Assume $f(x)$ is a smooth $2\pi$ periodic function and can be decomposed as $$f(x)=\sum_{n=-\infty}^\infty a_ne^{inx}$$ A function sequence $f_m(x)$ satisfies $$\int_0^{2\pi}f_m(x)e^{-inx}dx\to a_n,\ m\to\infty,\ \forall n$$ Does this implies $f_m$ converge to $f(x)$, and in what sense?(pointwise, $L_2$?) And what if $f(x)$ belongs to some other function class?
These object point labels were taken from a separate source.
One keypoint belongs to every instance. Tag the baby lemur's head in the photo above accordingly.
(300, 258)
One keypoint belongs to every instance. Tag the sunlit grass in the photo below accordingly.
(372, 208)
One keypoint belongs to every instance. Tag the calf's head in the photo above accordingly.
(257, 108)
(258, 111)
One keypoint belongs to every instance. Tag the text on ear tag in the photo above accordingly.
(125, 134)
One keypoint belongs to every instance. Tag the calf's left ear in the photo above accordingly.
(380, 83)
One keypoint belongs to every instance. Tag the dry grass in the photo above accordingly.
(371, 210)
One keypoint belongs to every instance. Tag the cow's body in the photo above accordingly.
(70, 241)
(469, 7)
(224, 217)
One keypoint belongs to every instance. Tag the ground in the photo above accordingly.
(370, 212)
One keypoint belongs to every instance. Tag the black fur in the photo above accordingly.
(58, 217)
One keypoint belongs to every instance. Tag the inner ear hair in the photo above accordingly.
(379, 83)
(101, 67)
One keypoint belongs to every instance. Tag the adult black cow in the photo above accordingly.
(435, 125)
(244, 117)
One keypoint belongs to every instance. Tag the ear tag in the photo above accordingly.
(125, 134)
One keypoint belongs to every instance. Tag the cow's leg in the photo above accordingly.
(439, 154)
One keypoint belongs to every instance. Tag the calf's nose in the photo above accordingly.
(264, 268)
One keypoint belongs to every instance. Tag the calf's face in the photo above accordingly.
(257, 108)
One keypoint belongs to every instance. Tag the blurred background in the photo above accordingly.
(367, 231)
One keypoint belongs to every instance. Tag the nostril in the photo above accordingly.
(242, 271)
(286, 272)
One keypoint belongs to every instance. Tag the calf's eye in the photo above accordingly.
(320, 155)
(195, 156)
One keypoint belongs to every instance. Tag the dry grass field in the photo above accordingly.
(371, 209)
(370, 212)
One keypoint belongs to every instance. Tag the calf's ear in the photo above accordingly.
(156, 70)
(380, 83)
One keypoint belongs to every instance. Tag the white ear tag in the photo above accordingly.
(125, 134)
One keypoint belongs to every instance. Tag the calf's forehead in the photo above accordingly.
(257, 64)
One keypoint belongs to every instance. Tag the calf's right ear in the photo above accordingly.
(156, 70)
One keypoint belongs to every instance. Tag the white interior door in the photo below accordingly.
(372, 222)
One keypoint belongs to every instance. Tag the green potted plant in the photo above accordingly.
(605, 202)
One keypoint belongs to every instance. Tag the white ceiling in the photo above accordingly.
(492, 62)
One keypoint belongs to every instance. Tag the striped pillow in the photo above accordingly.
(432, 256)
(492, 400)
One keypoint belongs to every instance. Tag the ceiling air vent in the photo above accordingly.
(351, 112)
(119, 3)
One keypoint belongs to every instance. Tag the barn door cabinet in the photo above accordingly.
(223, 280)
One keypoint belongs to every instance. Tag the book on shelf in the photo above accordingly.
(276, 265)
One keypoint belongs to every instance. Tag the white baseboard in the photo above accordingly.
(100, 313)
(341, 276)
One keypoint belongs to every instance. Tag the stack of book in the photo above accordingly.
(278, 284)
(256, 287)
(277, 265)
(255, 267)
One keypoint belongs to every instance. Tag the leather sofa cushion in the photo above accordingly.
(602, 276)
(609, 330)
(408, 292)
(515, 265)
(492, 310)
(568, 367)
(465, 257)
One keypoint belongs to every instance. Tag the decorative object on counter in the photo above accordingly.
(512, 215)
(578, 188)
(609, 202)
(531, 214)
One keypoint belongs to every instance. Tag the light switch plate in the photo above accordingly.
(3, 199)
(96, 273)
I'm not sure about this, like in a Hilbert space $H$ with orthonormal basis $\{e_i\}$, $$\left \langle x_n,e_i \right \rangle \to \left \langle x_0,e_i \right \rangle,\ n\to \infty, \forall i$$ doesn't imply $x_n\to x_0$ (also need $|x_n|$ is bounded, I only know the result but don't know any counterexample). So maybe we can't draw any conclusion from the above?
Pointwise convergence of Fourier coefficients is too weak for such conclusion. Let's take $f\equiv 0$ and $f_m = e^{m(1+ix)}$. Then the convergence of coefficients holds, but $|f_m|\to\infty$ pointwise.
If you also assume that the coefficients are uniformly bounded in $\ell^2$ norm, then weak convergence in $L^2$ holds. That is, $\int f_m g\to \int fg$ for every $g\in L^2$. This still does not imply that $f_m\to f$ in $L^2$, or pointwise.